I believe that the image is the great instrument of instruction. What a child gets out of any subject presented to him is simply the images which he himself forms with regard to it.
I believe that much of the time and attention now given to the preparation and presentation of lessons might be more wisely and profitably expended in training the child's power of imagery and in seeing to it that he was continually forming definite, vivid, and growing images of the various subjects with which he comes in contact in his experience.

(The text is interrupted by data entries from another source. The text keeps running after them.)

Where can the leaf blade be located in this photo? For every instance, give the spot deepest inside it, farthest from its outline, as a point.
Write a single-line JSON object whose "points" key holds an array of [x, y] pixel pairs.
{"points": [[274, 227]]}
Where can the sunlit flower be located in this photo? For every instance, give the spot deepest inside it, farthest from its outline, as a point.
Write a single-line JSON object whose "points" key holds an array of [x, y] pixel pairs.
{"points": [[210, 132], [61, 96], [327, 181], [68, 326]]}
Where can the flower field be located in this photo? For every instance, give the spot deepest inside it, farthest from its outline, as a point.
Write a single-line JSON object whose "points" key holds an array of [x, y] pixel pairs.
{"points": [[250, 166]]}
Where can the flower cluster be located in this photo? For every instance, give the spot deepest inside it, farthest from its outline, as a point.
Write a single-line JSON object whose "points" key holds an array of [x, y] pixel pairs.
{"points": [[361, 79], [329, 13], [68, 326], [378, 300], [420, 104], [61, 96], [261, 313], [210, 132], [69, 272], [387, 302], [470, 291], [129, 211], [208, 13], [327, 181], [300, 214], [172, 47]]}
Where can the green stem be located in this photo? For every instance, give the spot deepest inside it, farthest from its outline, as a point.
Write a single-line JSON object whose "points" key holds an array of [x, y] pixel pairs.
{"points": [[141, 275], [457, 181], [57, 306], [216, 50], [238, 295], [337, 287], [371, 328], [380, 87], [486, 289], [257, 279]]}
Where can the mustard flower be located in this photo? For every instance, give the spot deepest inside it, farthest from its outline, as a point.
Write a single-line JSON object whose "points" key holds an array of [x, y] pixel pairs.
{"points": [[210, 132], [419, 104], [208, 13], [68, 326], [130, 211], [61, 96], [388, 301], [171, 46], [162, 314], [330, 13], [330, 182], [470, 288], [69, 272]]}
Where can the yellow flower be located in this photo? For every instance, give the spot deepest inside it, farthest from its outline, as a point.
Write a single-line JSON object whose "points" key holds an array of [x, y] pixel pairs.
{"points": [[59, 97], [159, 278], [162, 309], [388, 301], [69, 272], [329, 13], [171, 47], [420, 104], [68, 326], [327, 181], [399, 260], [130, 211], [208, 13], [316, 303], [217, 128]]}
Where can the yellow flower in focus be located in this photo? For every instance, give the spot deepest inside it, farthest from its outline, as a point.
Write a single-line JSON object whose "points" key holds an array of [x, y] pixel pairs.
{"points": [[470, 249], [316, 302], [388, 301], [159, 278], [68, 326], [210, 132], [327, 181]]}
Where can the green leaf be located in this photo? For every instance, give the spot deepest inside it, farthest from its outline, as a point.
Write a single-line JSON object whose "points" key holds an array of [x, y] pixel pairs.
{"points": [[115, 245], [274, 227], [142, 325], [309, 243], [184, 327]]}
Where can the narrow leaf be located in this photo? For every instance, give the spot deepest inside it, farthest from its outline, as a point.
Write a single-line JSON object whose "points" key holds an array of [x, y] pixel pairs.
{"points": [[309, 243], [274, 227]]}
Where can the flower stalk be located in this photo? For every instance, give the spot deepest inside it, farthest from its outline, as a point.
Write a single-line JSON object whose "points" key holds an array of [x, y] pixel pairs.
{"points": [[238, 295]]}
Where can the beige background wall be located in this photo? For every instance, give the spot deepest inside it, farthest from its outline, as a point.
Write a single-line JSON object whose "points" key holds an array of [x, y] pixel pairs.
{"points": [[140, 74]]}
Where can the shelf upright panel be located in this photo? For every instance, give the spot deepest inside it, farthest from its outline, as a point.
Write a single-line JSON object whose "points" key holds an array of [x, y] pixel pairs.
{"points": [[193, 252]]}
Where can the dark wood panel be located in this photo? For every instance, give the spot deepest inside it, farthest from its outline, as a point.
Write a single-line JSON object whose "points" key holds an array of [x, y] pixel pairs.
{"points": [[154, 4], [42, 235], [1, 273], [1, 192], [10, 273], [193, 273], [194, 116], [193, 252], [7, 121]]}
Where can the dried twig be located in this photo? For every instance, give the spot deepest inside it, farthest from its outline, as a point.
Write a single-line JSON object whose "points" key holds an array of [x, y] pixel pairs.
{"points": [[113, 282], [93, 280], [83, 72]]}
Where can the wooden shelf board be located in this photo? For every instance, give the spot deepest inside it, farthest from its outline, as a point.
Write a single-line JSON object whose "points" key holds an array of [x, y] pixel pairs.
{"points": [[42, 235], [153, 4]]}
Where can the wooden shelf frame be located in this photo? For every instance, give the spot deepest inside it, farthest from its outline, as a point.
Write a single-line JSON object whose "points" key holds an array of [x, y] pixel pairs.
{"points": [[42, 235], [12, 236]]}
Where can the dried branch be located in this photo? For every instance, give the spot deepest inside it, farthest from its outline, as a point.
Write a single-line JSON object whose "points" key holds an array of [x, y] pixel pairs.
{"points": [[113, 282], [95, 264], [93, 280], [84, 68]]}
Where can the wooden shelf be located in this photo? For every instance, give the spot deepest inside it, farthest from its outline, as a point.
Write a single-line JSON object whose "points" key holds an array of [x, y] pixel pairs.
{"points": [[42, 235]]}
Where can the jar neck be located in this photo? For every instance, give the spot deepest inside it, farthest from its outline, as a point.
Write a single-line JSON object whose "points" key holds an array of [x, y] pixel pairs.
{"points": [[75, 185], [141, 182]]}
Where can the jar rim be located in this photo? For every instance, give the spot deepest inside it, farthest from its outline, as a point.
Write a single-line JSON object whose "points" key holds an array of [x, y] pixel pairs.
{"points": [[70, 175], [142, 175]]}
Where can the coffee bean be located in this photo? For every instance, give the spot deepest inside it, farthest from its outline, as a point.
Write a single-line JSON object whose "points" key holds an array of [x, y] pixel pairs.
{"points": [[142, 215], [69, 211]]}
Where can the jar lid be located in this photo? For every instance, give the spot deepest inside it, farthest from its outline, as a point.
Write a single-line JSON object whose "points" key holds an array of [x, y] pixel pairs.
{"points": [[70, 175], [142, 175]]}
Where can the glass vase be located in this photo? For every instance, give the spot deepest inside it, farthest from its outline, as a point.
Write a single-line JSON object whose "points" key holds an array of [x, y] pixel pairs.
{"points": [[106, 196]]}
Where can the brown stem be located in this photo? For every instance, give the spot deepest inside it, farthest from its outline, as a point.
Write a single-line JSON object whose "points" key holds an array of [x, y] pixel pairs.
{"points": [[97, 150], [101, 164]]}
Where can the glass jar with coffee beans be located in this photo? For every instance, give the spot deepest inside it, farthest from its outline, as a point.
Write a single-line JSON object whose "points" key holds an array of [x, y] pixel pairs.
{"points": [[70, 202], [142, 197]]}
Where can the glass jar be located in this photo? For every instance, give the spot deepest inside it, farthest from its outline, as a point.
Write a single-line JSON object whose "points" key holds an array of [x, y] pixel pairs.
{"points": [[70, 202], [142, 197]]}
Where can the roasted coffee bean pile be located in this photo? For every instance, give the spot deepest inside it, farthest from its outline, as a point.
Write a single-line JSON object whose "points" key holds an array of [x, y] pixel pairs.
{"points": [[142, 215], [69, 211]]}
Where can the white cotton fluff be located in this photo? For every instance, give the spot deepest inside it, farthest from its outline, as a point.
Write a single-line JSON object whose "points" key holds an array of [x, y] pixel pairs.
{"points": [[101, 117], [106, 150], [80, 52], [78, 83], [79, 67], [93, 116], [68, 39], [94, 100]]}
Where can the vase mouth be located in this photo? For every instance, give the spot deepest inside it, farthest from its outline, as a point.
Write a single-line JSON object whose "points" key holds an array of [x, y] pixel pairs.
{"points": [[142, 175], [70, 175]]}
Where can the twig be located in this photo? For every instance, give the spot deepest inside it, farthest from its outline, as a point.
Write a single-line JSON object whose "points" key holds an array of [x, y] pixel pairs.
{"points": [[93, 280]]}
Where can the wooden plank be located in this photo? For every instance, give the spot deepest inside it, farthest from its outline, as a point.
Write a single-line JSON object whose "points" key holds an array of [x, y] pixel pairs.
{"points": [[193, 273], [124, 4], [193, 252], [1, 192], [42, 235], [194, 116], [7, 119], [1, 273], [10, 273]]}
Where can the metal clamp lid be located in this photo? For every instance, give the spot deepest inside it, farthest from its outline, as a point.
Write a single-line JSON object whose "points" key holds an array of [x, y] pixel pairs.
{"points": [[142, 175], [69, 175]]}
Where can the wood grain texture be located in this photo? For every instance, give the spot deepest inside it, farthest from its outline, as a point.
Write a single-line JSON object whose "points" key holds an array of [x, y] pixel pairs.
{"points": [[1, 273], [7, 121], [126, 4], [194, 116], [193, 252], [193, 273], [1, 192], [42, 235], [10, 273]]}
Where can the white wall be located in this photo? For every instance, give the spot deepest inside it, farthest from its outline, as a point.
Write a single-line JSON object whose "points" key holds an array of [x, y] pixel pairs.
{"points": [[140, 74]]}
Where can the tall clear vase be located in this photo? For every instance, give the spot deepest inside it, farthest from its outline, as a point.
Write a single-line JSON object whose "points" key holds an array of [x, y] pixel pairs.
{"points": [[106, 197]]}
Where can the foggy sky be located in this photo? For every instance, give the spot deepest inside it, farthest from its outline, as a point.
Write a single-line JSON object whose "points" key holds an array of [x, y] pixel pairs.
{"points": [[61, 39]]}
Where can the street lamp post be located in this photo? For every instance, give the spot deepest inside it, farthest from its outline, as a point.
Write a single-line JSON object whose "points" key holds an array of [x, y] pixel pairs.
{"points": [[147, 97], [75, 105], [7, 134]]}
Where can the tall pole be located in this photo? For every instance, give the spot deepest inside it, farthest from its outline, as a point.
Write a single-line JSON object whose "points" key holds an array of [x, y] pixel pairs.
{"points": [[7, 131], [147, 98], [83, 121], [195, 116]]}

Dewey, John (1897) 'My pedagogic creed', The School Journal, Volume LIV, Number 3 (January 16, 1897), pages 77-80. Also available in the informal education archives, http://www.infed.org/archives/e-texts/e-dew-pc.htm.
John Dewey Summary...the necessity for the teacher of understanding the students' past experiences in order to effectively design a sequence of liberating educational experiences to allow the person to fulfil their potential as a member of society.
* A note on reading:
How many kids today do you see actually reading a book and contemplating what they are thinking?
Much reading instruction today focuses on discrete skills, standardized test question practice, and assigned reading.
Where in that time do students practice deep thinking?
Where in that time do students think deeply about what matters to them?
Truly deep thinking occurs on issues that matter -- which brings us back to Dewey and the Socratic Questioning Method -- use the social interests and activities. Thinking is what kids are doing without us. We just don't see it yet, and may not like the results if we aren't part of it. Let's connect and consider, contemplate and collaborate, educate and engage with students.